Airspace authorizations. The FAA notice reminds applicants that:

  • Currently, ATC authorizations are only available for Class D and E airspace.
  • Requests to fly in Class C airspace will be considered after October 31, 2016, and requests to fly in Class A airspace after December 5, 2016.
  • Applicants must fully describe the intended operations, including the date and time, the proposed area of operation, the maximum altitude, and the latitude and longitude.
  • The FAA also expects applicants to respond to additional information inquiry within 30 days to move forward with the application.More detailed application instructions are available here.

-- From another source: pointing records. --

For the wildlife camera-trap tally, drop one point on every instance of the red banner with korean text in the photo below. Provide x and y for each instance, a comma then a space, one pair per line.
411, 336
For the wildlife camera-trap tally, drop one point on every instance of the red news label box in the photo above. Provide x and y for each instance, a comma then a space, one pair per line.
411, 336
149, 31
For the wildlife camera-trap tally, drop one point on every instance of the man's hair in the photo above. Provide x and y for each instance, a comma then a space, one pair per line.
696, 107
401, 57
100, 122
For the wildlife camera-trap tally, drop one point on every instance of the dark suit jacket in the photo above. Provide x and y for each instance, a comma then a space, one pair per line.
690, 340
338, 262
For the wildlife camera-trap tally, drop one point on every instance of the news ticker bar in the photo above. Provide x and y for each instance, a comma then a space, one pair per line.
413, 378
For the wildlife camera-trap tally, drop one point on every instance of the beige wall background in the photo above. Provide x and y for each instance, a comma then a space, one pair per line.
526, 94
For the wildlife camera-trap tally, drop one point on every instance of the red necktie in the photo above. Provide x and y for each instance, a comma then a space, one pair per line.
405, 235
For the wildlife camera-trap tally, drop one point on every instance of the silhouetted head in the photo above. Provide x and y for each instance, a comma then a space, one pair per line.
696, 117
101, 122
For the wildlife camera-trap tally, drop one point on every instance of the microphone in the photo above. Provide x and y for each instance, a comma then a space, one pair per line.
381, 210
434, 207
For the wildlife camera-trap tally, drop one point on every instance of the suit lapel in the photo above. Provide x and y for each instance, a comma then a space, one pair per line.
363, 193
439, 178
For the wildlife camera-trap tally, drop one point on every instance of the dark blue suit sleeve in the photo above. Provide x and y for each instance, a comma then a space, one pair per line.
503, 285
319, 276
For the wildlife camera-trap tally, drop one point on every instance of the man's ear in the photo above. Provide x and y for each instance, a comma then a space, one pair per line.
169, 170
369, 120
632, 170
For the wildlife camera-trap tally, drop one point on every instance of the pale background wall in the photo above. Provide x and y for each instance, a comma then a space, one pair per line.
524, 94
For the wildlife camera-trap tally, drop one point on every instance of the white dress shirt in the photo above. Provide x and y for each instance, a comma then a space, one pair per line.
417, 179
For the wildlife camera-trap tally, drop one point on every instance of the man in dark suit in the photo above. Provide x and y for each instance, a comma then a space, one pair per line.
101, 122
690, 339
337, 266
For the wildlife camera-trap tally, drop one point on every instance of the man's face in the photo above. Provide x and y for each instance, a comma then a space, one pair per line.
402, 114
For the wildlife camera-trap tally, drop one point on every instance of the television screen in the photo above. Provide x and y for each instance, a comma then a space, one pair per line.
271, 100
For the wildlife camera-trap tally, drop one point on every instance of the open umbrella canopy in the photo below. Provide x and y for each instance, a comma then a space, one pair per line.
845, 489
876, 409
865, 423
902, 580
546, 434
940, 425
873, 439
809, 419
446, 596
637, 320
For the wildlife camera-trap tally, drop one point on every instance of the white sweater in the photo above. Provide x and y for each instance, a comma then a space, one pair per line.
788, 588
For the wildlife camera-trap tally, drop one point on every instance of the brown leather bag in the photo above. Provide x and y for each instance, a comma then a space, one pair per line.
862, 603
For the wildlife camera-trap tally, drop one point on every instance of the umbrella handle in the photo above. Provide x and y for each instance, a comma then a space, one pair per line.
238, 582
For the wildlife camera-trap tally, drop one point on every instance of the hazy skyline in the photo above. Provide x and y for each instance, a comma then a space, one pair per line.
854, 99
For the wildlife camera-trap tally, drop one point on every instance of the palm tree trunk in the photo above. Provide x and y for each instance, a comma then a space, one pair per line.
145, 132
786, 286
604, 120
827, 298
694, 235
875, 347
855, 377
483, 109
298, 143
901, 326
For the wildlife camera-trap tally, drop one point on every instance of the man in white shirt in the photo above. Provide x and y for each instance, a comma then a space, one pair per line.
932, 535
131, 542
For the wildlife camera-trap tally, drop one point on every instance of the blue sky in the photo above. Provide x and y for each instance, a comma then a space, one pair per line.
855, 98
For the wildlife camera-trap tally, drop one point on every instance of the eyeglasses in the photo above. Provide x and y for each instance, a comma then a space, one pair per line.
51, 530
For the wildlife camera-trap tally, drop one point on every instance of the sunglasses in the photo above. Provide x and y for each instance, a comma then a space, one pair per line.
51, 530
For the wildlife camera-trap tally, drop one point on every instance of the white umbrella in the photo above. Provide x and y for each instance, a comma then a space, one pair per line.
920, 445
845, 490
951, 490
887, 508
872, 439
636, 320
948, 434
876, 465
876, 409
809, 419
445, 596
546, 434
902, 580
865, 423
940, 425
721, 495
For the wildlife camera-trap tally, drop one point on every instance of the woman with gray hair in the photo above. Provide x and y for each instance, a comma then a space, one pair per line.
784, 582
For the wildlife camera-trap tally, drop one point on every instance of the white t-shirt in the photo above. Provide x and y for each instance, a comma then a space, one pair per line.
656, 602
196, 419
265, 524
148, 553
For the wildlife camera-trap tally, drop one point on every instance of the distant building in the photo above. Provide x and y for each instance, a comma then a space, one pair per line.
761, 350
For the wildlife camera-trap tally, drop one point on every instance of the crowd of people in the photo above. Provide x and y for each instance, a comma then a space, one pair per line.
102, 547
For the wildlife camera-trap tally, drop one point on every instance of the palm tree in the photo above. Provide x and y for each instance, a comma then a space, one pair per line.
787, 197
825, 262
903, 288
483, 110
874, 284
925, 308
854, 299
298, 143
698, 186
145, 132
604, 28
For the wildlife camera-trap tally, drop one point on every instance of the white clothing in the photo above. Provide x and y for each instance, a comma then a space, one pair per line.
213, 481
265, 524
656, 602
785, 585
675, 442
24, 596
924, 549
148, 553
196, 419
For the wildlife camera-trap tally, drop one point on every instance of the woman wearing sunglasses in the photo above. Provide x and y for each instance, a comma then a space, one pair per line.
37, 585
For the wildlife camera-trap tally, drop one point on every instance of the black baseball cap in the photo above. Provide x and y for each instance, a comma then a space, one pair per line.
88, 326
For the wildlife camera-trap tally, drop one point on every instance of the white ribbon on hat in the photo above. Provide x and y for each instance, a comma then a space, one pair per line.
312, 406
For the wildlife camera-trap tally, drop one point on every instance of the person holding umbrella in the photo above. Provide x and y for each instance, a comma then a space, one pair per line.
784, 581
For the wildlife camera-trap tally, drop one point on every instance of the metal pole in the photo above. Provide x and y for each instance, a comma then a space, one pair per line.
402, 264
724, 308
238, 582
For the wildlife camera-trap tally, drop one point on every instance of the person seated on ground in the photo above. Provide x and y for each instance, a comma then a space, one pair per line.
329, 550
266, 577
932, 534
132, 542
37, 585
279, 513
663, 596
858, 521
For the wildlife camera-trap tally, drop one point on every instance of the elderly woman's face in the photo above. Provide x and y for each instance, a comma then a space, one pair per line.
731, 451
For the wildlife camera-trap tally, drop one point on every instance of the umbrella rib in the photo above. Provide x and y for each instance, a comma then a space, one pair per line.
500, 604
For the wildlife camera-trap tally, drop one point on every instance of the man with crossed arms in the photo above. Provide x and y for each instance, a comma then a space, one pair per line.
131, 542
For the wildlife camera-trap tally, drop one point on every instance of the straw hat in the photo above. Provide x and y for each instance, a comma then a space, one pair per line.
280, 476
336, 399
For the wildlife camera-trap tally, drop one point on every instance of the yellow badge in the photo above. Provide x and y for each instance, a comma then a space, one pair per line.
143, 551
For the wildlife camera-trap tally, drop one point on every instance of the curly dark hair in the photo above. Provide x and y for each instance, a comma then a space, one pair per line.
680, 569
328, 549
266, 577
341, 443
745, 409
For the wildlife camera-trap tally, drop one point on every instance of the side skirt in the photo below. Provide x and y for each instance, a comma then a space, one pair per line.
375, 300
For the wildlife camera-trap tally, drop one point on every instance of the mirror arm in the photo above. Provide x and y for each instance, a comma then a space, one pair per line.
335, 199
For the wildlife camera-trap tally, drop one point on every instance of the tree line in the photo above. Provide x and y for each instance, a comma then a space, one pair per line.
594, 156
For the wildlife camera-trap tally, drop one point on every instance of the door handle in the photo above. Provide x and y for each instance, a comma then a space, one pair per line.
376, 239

Waiver applications. For waiver applications, the FAA highlighted some of the information applicants must provide when applying for nighttime operations. Specifically, applicants must explain the expected method to:

  • Maintain visual-line-of-sight during nighttime;
  • See and avoid obstacles;
  • Know the position, altitude, attitude, and movements of the sUAS; and
  • Increase conspicuity of the sUAS to be seen at a distance of 3 miles.

Applicants must also ensure that participants understand the visual illusions of darkness and the physiological conditions associated with night vision. More requirements to apply for a Part 107 waiver are listed here.

Although Part 107 waivers can provide operational flexibility, applicants must demonstrate the safety of the operation and any risk mitigations so that it can assess and timely approve applications.